States, industry and energy security advocates are converging on Washington this week to add strength to a growing effort in Congress to kill a federal ban on oil exports.
The centerpiece of the week’s push will be an “Energy Exports Summit” on Tuesday organized by a group representing Western state attorneys general and a relatively new organization called the Energy Independence Coalition.
The summit follows the start of efforts in both the House and Senate to repeal the ban.
American Petroleum Institute CEO Jack Gerard joined a growing contingent of House Republicans and Democrats last week to tout a bill to repeal the ban, which the lawmakers and the industry see as a barrier to advancing the market for U.S. crude oil abroad.
In the Senate, an effort is also under way by Energy & Natural Resources Chairwoman Lisa Murkowski, R-Alaska, to reverse the export policy and allow the nation to export the large supplies of petroleum being produced from shale formations, the deep underground rock that oil companies are producing oil and natural gas from using a drilling process known as hydraulic fracturing, or “fracking.”
Murkowski is seeking to attach an amendment to the Iran bill pending on the Senate floor.
A Senate aide said Murkowski’s amendment is trying to show that removing U.S. sanctions would allow Iran to increase its oil exports but would do nothing to help U.S. oil producers. The aide says Murkowski is not looking to push for a vote on her amendment if it disrupts the Iran debate. She is talking with the author of the Iran legislation, Sen. Bob Corker, R-Tenn., to work out if the measure is the best place to address the oil export ban, the aide said.
Sen. Heidi Heitkamp, D-North Dakota, co-sponsored the amendment with Murkowski.
The Democrat joined Murkowski on the Senate floor last week to address repealing the Commerce Department’s oil export ban, which was put into place in the 1970s in response to the Saudi oil embargo.
“We now live in a global world and it’s past time that we end an outdated policy from a bygone era by lifting the ban on exporting American crude oil,” Heitkamp said. “Other countries, including Iran, export much of their crude oil. But in the U.S. — and particularly in North Dakota where we are the number two crude oil producing state —we need to be able to step up, compete on a level playing field, and get the best price on the world market.
“It would also encourage our friends and allies to import or leverage American oil to lessen the influence and dominant energy positions of unstable countries like Iran, Russia or Venezuela,” she said. “We have a real opportunity to make a needed change that supports our country, our economy, and our security.”
Even if the amendment doesn’t move forward, oil exports will remain a top area of concern for Murkowski in her pursuit of passing comprehensive energy legislation by the end of the year. The aide says Murkowski will pursue multiple strategies in trying to remove the oil export ban, including comprehensive legislation and floor action through amendments.
Heitkamp will join Republicans at the summit to reiterate support for lifting the ban. GOP Sens.
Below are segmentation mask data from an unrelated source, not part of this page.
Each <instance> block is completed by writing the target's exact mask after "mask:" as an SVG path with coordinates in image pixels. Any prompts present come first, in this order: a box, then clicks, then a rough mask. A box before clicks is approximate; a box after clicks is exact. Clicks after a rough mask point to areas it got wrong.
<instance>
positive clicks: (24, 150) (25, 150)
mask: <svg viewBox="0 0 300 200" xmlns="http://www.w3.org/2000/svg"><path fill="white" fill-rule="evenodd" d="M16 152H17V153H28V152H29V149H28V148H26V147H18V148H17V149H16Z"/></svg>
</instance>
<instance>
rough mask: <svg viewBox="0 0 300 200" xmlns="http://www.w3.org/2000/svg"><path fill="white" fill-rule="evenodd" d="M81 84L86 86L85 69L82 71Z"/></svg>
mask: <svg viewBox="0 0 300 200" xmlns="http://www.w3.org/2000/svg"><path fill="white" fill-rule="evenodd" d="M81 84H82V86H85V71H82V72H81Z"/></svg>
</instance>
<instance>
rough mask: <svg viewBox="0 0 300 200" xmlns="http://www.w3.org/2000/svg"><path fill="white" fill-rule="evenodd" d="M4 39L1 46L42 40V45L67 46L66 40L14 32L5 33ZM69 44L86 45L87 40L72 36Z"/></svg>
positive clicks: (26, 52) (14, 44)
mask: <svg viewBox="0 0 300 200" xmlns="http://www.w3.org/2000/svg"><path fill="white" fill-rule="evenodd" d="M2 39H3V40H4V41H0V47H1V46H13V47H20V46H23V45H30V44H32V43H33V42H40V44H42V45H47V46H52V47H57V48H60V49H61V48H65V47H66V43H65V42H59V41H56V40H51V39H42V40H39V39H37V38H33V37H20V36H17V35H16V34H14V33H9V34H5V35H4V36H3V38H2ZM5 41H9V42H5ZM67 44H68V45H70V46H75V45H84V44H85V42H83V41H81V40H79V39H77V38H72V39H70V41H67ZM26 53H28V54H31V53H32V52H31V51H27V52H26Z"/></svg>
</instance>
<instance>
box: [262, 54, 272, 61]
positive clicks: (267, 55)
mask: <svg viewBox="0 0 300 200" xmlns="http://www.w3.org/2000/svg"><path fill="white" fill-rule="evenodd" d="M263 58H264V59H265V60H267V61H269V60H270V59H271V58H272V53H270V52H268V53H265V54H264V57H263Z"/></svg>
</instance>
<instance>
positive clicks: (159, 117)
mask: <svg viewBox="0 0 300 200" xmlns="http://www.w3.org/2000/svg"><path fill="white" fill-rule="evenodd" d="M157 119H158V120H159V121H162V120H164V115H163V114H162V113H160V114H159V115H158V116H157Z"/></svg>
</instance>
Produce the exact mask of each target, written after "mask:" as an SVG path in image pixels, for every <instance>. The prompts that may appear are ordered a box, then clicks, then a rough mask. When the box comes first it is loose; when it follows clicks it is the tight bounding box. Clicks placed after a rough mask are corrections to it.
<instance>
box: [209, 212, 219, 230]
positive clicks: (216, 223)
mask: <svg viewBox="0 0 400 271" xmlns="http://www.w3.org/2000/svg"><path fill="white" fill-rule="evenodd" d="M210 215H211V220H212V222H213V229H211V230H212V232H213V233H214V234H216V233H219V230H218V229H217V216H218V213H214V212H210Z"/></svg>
John Barrasso of Wyoming and Steve Daines of Montana will address the summit.
The Energy Information Administration, in its recently issued annual energy outlook, says the nation will become a net exporter of natural gas in 2017, with oil following suit in the next six years. Most of the recent increases in oil production are a result of a surge in shale drilling in North Dakota and Texas.
Some energy analysts say similar projections assume the ban will be lifted as a logical outgrowth of increased oil production, which makes the 40-year-old ban obsolete and unnecessary.
On Wednesday, the export push continues at the U.S. Chamber of Commerce, with a special luncheon featuring Doug Suttles, the president and CEO of the Encana Corp., one of the nation’s largest independent oil and gas producers.
Suttles will address “the value of domestic oil and gas exploration, and the need to lift the 40-year-old crude oil export ban,” according to the Chamber’s Institute for 21st Century Energy and the U.S. Chamber Foundation.